Cleveland v. United States, 531 U.S. 12 (2000), was a United States Supreme Court case that concerned the definition of "property" under the federal mail fraud statute. In a unanimous decision, the Court held that "property" for the purposes of federal law did not include state video poker licences because such transactions were not a vested right or expectation.

==Background==
The federal mail fraud statute proscribes the use of the mails in furtherance of "any scheme or artifice to defraud" as illegal activity. Part of the statute indicates that such schemes relating to "obtaining money or property" by false pretenses is covered. Carl W. Cleveland was prosecuted under the statute. The state alleged Cleveland had deceived another company relating to video poker license renewals. Before trial, he unsuccessfully attempted to get the charges dismissed. A jury later found him guilty and he was sentenced to over 100 months in prison. Cleveland appealed.

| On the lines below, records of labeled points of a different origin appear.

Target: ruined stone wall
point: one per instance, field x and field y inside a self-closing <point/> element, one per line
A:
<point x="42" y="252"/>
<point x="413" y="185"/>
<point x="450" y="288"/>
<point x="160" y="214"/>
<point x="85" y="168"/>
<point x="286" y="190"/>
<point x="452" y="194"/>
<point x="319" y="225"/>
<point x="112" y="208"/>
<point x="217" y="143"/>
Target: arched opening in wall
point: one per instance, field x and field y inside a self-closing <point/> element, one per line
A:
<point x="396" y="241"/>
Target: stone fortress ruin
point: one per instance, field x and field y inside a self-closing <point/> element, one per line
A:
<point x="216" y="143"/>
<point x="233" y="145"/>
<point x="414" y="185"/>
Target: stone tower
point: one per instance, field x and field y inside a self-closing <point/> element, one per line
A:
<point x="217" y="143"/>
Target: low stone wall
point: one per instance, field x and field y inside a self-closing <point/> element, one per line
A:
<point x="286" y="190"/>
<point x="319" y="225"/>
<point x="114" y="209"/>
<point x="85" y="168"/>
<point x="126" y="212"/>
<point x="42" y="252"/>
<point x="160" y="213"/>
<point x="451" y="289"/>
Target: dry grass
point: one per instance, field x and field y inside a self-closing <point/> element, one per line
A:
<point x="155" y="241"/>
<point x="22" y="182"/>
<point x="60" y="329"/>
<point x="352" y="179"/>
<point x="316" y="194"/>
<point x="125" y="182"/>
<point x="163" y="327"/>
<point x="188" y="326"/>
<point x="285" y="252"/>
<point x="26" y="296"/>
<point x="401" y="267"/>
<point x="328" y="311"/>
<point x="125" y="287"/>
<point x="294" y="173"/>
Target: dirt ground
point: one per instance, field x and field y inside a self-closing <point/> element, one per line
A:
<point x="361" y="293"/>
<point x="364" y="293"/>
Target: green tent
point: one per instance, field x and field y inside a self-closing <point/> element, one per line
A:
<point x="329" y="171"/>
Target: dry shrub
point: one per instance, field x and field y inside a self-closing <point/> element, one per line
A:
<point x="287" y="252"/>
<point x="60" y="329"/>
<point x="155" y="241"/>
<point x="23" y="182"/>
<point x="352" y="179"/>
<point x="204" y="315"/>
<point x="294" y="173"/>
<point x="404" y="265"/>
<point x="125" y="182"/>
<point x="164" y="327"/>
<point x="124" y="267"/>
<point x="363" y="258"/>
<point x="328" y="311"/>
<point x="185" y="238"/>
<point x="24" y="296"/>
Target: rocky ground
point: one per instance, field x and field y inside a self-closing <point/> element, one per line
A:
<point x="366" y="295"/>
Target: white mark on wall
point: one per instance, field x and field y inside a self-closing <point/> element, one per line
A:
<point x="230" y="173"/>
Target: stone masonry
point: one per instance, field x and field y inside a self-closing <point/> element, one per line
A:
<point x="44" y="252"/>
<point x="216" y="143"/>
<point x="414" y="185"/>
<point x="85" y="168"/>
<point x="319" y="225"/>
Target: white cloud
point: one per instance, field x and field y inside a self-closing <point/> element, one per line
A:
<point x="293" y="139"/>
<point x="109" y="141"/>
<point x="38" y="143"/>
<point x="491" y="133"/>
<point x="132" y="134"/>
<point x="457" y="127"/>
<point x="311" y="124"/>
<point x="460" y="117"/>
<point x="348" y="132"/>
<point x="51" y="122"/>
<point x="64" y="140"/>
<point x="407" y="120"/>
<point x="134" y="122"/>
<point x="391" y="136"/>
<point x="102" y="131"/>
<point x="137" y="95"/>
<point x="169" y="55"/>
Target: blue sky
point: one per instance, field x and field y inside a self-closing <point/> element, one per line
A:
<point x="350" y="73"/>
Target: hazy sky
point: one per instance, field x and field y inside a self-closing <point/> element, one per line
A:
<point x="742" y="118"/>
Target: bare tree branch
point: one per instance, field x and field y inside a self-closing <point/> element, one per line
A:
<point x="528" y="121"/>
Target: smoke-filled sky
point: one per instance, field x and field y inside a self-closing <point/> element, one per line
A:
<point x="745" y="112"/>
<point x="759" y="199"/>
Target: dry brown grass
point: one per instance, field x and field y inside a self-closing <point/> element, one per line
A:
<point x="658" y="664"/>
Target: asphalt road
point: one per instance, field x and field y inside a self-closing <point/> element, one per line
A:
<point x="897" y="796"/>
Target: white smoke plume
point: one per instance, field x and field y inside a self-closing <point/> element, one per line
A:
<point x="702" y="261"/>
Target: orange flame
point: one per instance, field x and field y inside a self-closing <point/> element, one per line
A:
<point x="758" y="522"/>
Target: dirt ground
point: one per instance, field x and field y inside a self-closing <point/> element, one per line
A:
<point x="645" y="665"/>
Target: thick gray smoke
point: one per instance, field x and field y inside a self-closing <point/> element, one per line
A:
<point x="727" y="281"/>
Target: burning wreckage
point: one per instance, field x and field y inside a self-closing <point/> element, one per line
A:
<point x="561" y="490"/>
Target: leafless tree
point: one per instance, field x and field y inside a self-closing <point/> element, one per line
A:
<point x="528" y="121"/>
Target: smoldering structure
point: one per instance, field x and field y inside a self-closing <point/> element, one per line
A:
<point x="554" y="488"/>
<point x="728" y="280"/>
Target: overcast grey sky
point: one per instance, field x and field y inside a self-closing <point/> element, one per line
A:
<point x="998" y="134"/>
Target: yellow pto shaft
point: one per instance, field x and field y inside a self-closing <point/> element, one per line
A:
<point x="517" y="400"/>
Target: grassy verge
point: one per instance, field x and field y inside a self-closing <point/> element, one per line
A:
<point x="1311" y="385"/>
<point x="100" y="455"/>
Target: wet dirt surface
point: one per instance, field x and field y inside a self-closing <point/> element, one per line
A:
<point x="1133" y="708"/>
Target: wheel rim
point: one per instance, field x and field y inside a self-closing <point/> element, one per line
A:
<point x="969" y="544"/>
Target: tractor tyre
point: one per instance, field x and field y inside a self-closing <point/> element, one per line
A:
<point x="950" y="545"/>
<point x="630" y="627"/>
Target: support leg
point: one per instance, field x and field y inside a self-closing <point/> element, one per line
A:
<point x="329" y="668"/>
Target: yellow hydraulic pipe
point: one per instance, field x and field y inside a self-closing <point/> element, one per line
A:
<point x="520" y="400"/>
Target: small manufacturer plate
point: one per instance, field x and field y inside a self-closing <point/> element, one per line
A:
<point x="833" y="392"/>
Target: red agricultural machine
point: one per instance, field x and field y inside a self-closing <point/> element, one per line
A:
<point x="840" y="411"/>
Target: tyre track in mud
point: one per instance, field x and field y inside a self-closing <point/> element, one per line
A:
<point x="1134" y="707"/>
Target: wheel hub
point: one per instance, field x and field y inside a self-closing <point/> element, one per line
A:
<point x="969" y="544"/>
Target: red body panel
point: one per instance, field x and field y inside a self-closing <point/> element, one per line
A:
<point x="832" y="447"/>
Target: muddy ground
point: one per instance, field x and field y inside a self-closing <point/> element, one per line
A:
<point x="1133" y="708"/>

The Fifth Circuit Court of Appeals affirmed the conviction and sentence, holding that "property" did in fact include video poker licenses in the "hands of the state". After a series of appellate courts split on this issue, the Supreme Court granted certiorari.

==Opinion of the Court==
Justice Ginsburg delivered the unanimous decision of the Supreme Court which reversed the Fifth Circuit and vacated Cleveland's sentence. The basis for the decision was two-fold: first, the Court had held in a previous case that the federal mail fraud statute is "limited in scope to the protection of property rights". This meant that, taken in context of the purpose of the law, there was no intangible right for honest services in terms of the video poker licenses; therefore, there was no "property" interest. Moreover, the Court additionally found that the state interest in keeping the licenses process honest and proper would not be enough to link an economic interest to the "rights" idea contained in the federal statute.